Is your Seattle home at risk if an earthquake hits? Take a look at this map

A new online mapping tool lets Seattle residents search zoom in on the natural hazards that threaten their homes or workplaces.

Users can find out whether their office or apartment building sits on soil that will turn to goo in a major earthquake. Other overlays show areas vulnerable to flooding, landslides and quake-triggered tsunamis. Click here for a larger version of the interactive map.

The project is an indirect spinoff from this summer's gripping New Yorker article, "The Really Big One," according to the Seattle Times.

>> SLIDESHOW: Geologic illustrations explain the Cascadia subduction

New Yorker writer Kathryn Schulz reported in July that she stands by the FEMA statement that "everything west of I-5 will be toast" as the official who said it anticipates the region will be in grave shape in the aftermath.

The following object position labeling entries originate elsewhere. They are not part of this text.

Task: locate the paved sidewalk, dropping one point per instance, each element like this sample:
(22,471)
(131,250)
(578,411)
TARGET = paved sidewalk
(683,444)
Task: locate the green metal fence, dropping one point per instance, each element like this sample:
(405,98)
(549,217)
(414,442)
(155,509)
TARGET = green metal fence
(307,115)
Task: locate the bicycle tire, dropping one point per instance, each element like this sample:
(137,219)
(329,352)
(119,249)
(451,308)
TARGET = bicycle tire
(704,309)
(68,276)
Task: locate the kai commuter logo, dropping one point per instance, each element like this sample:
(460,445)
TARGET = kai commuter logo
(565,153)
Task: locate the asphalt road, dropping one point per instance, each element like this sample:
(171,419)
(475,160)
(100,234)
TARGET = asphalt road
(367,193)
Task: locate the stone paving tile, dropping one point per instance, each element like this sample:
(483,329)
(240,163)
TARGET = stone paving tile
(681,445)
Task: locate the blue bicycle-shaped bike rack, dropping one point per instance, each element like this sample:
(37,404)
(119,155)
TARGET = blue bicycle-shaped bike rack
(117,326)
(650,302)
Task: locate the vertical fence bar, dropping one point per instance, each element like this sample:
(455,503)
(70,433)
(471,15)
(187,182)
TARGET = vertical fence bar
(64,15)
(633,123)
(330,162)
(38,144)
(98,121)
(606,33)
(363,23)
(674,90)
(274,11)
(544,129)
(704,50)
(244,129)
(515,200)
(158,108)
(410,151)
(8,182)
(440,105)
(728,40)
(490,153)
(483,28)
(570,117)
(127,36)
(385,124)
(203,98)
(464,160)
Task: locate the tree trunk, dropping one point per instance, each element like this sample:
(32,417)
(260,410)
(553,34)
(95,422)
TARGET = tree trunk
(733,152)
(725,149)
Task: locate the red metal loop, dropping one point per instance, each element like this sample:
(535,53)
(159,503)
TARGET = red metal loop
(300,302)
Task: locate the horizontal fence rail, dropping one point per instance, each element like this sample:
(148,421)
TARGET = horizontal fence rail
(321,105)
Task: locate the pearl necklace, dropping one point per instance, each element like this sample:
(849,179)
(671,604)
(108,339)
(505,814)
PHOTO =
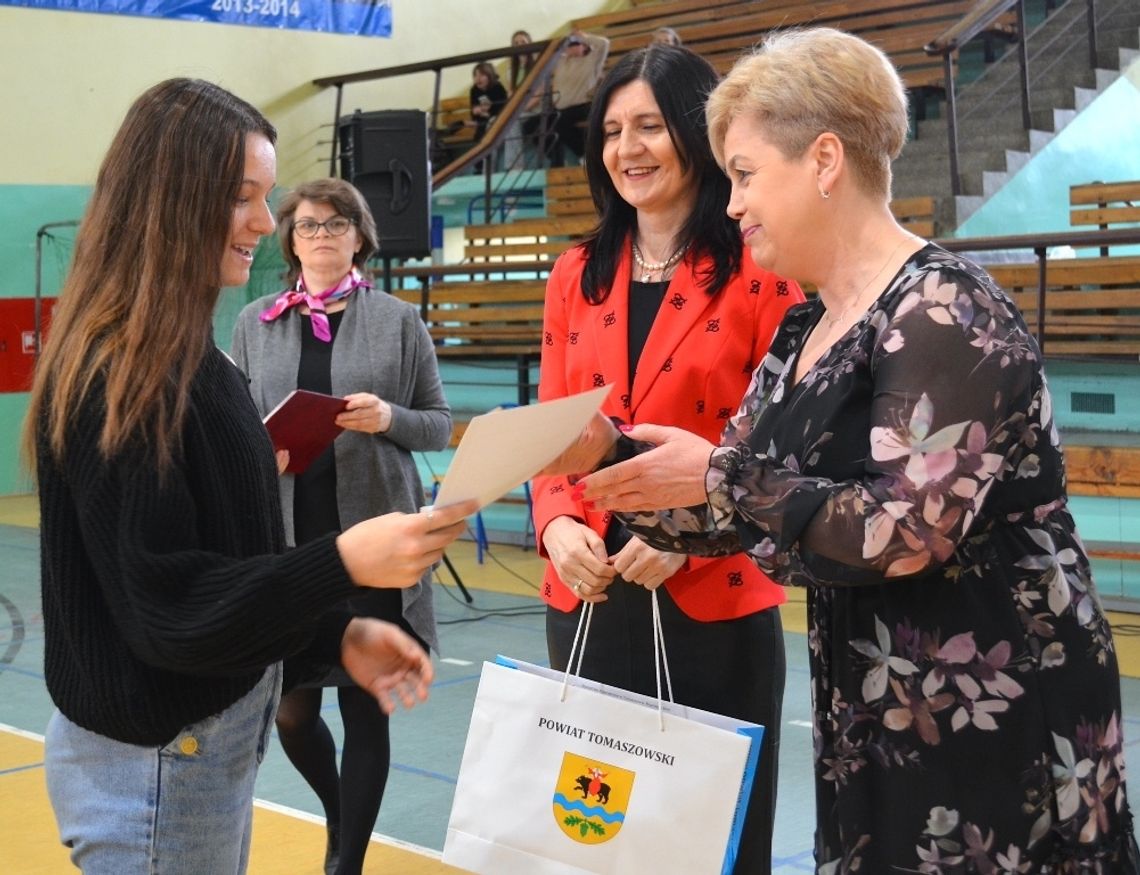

"If the entire [Cascade Subduction] zone gives way at once, an event that seismologists call a full-margin rupture, the magnitude will be somewhere between 8.7 and 9.2," wrote Kathyrn Schulz. "That’s the very big one."

After the article went viral, people called into the Seattle Emergency Management Office asking what they can do -- and if Seattle is prepared. Click here to read advice on how to prepare.

"The idea is to take the information and make it more accessible — and hopefully get people thinking about preparedness as well," Matt Auflick, outreach coordinator for emergency management told the Times.

For earthquakes, the Seattle Natural Hazard Explorer relies on U.S. Geological Survey modeling of how the earth will shake in different parts of the city based on the underlying geology.

Emergency managers say the information may help people get prepared for natural disasters.